Getting there though is a matter of re-written and re-run experiences, flash-scares, deep psychological fears being manifested and ultimately the kind of third-reel psycho-creepiness that Stephen King’s made his living from.

The combinations here are so finely judged you probably have to have tried to write an audio play to really see the elegance of its construction, but if you haven’t, you’ll still get sweat running down your spine, and an inexplicable urge to look behind you, while also not entirely wanting to, jusssssst in case you see the things you don’t ever want to see. Adams creates such an everyday world of alien-defeat – the Valleys Superheros are heading home to relieve their babysitter, have a bottle or two of wine and a takeaway, and then sleep in tomorrow.

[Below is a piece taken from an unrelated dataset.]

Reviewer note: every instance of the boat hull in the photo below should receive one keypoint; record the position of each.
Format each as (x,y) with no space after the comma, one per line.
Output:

But what do you do if all roads lead you backwards? If the place you’re heading to seems, somehow, to no longer exist? If you start to forget things. Words. Journeys. If you start to hear voices. If you start to speak the words they tell you to speak…

It’s positively insidious, this script. It crawls up your spine and squats there, while Gwen and Rhys try to find their way home, and it has everything you could imagine – rising resentments bubbling up from the reality of their lives, grand fears of mental or physical frailty suddenly overcoming them, the philosophical conundrum of defeating alien life, especially alien life that’s just going through its life cycle. The question of who has the right to interfere with that, and ultimately what the difference is between its intentions and the intentions of our heroes, just trying to get through their life cycle is uncomfortable and clammy to ponder, but with all of this, some dark muttering a la Jack Nicholson in The Shining, and more than a pinch of the hard-to-breath tension-building of creepy movies like Don’t Look Now, this is Gwen and Rhys on top form, served by a writer whose only two ambitions here are to make their script as realistic as possible, and then slowly and creepily drift that realism into the kind of surrealist nightmare that will wake you up sweating with a brick on your chest.

Get Torchwood – We Always Get Out Alive for the top-quality bantering and bickering, and for the slow-growing, spider-up-the-trouser-leg creepiness of the premise at the heart of the story, that complacency can kill you, and that maybe, just maybe, you’ve seen your home, your life, your child, for the very last time. You’ll come back and re-listen to this story, not really because you want to, but because you’ll have to, to prove to yourself that you can do it. It’ll reward the bejesus out of every time you listen, but when the premise is that something is trying to stop you getting home, the very last thing you should expect is an easy ride.